The spring light is everywhere. Even when it is cloudy, it is too bright to be without sunglasses. The light – as lovely as it is – is also merciless. Every single finger mark on every single surface is visible and very difficult to ignore. Signs of poor housekeeping are once again visible. Spring cleaning is about to start, but I am not quite there yet. The inspiration has not yet struck!
I have finished two pairs of Monkey socks since last time. Yes, I sound like a broken record.
Should I finally turn to some other sock pattern and stop knitting this same pattern over and over? I have not counted how many pairs I have knit but this pattern is still very entertaining. One pattern repeat is fairly quick and it takes the sock a long way forward. I have learnt to throw in my own numbers and the sock comes out perfect every time. The pattern is stable and the socks do not twist but stay on the feet very well. Should I start calling this sock pattern my basic sock recipe by Cookie A?
But just think how many great patterns I am missing while staying true to this one?

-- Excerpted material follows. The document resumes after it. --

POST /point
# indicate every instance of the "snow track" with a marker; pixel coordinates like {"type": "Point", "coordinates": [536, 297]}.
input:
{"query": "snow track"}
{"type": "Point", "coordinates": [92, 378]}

But just think how many great sock patterns I have knit over the years that have not fit that well and are not that comfortable to wear. So once again, is it the process or the final product that counts? And just think what happens in my brain for the creativity cells if I keep repeating this pattern? But is it any different if I take another pattern by some other good designer? I mean it is still just following a pattern, isn’t it? I know once in a while it is good to take a rest and knit/craft something well planned but I guess, here this is not the case. Here I’m on a pattern of killing my creativity. Or does it work so that when I keep repeating this pattern and thus being not creative, my mind will start to wander into other areas? And does that then mean that I will get less and less enjoyment out of knitting?
There is no knowing when you start a new pattern how it will feel once worn. If I put a stitch pattern on one side of the sock only, will it pull and feel funny; if there is too much going on, will it feel too big inside a shoe… If the toe and heel are right, does it really matter for the rest?
After all, if it were only socks that I want, I would probably find as good as or even better in the store for the same price. I mean I don’t think I have often bought one pair of socks for the price of 12 euros and some sock yarns cost that much. So obviously I’m not knitting for the sake of socks only. So why do I knit socks? Could it be because I am fulfilling some kind of creative pursuit or that I am thinking that I am fulfilling that? Who am I kidding? It is not very creative to be knitting after patterns or is it? So why am I knitting? Because it is fashionable and every one is doing it today and I want to follow the crowd? (I have knit even when it was not that fashionable, I knit but I was not proud of it.) Or is it because I find it very difficult to sit still?
This sock topic brings me to another one that I have been thinking of a lot lately. I have beautiful Alice Starmore books, I have one lovely Bohus kit and one as lovely Hanne Falkenberg kit sitting in the stash, plus lots and lots of very interesting books with exquisite designs in them and also few individual patterns. So what should I pick know? Or should I pick one?
Some time ago I read from somewhere (I think it was the Finnish Quilting Magazine) few wise words by a Finnish quilter Vuokko Isaksson. I have attended one of her quilting courses and she is a very good teacher. In the article she criticized that instead of teaching women and men and children how to use their own creativity, they are taught tools how to reproduce and copy readymade patterns. They are discouraged to think themselves. Creative minds all over the world are given patterns that they dutifully copy. And she compared this copying to these paint-by-numbers kits; do you know them? You buy a kit that has a pre-printed canvas with little areas that have numbers printed into them and then you start filling the canvas following the numbers and in the end you have copied – successfully or then not – one of the art masterpieces. She encourages all her students to follow their own creative mind and she insists that everyone is creative. Everyone. And most are just taught out of it.
So all in all am I just a copycat? Not a flattering thought and not something I’d like to be called but there is a lot of truth in it.
But what if I want to have a sweater exactly like Alice Starmore has knit in her books or a Bohus sweater? Should I then just go and buy the ready-made sweater and put my energy into something else? What if I don’t have the money to buy the ready-made or if it is not possible any more? Should I keep admiring them from the distance and focus on my own work, even if it never comes even close to these masterpieces we see around? Should I draw my inspiration from them only? I know a lot can be learnt by following the masters but there has got to be a limit for the copying, don´t you think? I know there even are discussions if one is allowed to add seams or shaping to classic patterns? Or people are discouraged to take their own colours so that they will not spoil the original design.
I am not worried of the designers… really, they are creative; they will come up with creative solutions even if I try to cut down on the buying new patterns and pattern books. They are used to using their creative minds. It is me that I am worried, why am I so keen on copying the patterns?
This is a small voice that has been nagging at me for quite a while now and the voice keeps getting louder and louder. How can I hush it down and return to maybe the tenth pair of Monkeys? Do I dare to hush it down? Do you ever think about this?
I don’t have any answers; I just have a bunch of questions?
Or maybe just one: do I knit yet another pair of Monkeys?